Even though the University of Washington (UW) is considered a world leader in research, the university continues to invest in outdated animal research methods. Animal labs throughout the world have been shutting down due to public pressure, citations for the abuse and neglect of animals, activists’ exposure of the horrific conditions of labs, and a realization that the future of science is in innovative methods that produce more accurate results than using animals. The UW, on the other hand, has decided to spend over $123 million on building a new animal research facility.
UW already uses hundreds of nonhuman primates, dogs, cats, pigs, rabbits, Guinea pigs, mice, rats, and countless other small animals in its invasive and abusive research. UW has a history of citations from the USDA for neglectful and improper animal care. The most recent citation came in December 2014 for the negligent death of three infant primates who were brutally attacked by older males. They have been fined by the USDA for allowing a primate to starve to death and have received citations for performing unauthorized experiments on primates. Investigators have even found evidence of primates engaging in self-mutilation.
UW currently houses about 2,000 animals of various species to be used in many different research protocols. These numbers were pulled from the latest USDA Animal and Plant Health Inspection Service (APHIS) Research Annual Report (2014): Dogs (18), Cats (12), Guinea Pigs (41), Hamsters (32), Rabbits (279), Non-Human Primates (795), Pigs (252), Other Farm Animals (20), All Other Animals (535), for a total of 1,984 animals.

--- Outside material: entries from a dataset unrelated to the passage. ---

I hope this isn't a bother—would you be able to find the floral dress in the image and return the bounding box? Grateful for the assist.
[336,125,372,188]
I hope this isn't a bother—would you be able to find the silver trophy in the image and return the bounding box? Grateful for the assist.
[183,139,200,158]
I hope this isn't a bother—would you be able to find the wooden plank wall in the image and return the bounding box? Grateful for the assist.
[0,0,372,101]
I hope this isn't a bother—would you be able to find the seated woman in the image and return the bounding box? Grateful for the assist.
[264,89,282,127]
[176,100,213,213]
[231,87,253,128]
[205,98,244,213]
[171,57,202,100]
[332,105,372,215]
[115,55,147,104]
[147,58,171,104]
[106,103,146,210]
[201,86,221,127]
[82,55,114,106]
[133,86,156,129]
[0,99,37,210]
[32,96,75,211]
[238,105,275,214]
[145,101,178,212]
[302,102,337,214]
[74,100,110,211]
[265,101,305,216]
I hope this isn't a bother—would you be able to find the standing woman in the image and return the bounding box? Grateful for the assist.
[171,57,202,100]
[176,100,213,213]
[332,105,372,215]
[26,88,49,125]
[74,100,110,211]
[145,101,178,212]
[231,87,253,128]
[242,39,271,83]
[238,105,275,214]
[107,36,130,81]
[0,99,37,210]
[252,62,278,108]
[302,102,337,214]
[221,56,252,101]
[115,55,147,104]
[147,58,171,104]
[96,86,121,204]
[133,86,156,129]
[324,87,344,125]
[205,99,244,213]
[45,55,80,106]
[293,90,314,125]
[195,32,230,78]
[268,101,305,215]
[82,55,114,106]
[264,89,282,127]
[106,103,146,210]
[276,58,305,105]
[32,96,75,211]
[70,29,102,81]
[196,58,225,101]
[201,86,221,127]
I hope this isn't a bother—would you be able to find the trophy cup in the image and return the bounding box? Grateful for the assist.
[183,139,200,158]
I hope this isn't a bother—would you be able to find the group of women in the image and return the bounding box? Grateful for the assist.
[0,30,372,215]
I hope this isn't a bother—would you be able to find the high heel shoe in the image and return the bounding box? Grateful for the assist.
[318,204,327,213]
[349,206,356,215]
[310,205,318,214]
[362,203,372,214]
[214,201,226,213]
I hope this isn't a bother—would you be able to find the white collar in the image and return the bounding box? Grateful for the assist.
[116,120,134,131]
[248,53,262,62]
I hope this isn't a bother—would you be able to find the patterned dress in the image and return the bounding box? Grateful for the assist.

Animal care at University of Washington is so consistently poor that UW has been reprimanded many times by both the USDA and the Association for Assessment and Accreditation of Laboratory Animal Care (AAALAC). Although not legally mandated, AAALAC accreditation ensures both higher rates of grant approval and greater flow of finances into an animal research institution. UW officials and consultants believe that their fragile relationship with the USDA and AAALAC arises from a lack of centralization in animal research infrastructure; currently animal research takes place across multiple facilities that are functioning beyond capacity.
According to public records obtained by the campaign, instead of following in the steps of more prestigious institutions like Harvard—investing private and public funding into other forms of biomedical research—and phasing out animal research, UW leadership and the Board of Regents decided to build a vast, centralized, and underground facility--and actually increase its capacity for animals by 30%. To shoulder such an ambitious plan, they began to shore up support for a so-called “Animal Research and Care Facility” (ARCF) as early as 2010. This supposed solution does serve one key purpose—increased and sustained funding—the common denominator of the animal research industry. Regents and UW officials have been very clear that this plan is intended to address the potential funding problems posed by their poor record of animal care.